In black garlic caramelization, the heat energy (and presumably with help from natural enzymes in the garlic), slowly breaks down the carbohydrates in garlic to single sugar (fructose) molecules, and the proteins are broken down to amino acids. For the bonding of fructose and an amino acid to occur in the maillard reaction, water is released (specifically an OH and H, hydroxide and hydrogen) the OH and H separate and combine forming a water molecule, and a bonding can then occur where the OH and H depart; The initial reaction of fructose with an amino acid is a bonding reaction that releases water, which in chemistry is called a “dehydration reaction”.
1. Dehydration Reaction: water released in bond formation
2. Condensation Reaction: water released in bond formation, along with release of a second or even more molecules (eg NH3 ammonia with the H2O)
3. Hydrolysis: Water is split (consumed) in forming the bond (often in depolymerization into component monomers, whereas dehydration and condensation reactions are found in polymerizations (water released) and not hydrolysis in polymerization. (although water can act as a “plasticizer” to help unravel starch granules.)
Whew… a lotta food for the brain and for 25 more newsletters.
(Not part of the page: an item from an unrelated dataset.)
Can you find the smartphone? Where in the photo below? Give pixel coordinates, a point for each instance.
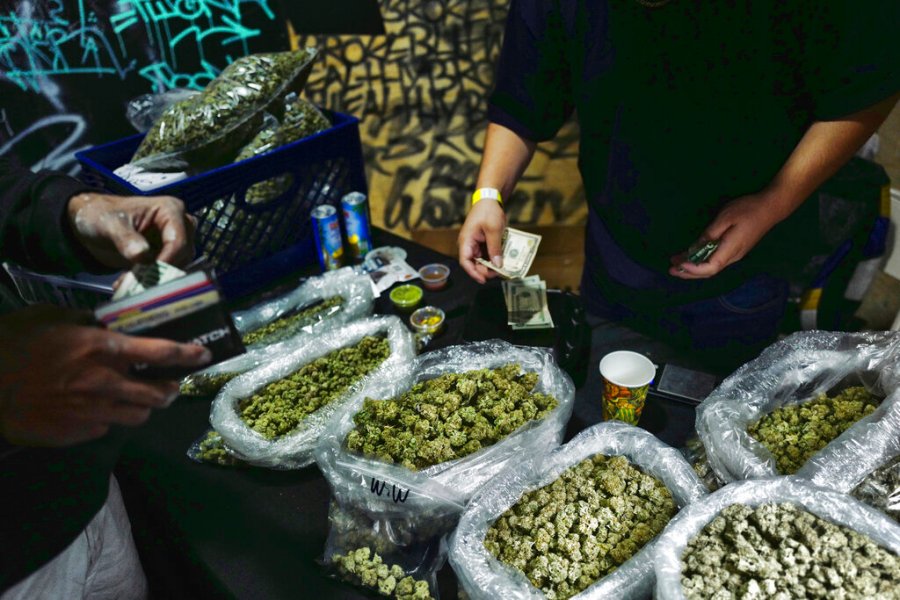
(684, 385)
If the black garlic is totally dried out and rock-hard, then you could say it’s “burnt” although not chemically the same as “ash” (or you can say "not as burnt as ash.")
Soft-spreadable black garlic, rich in antioxidants, takes 6-12 weeks to produce because the maillard reaction releases water, and the more atmospheric humidity surrounding the garlic during caramelization, the slower the maillard reaction rate, thus it takes so long to produce.
I hope you learned something new and I sparked some interest in food science!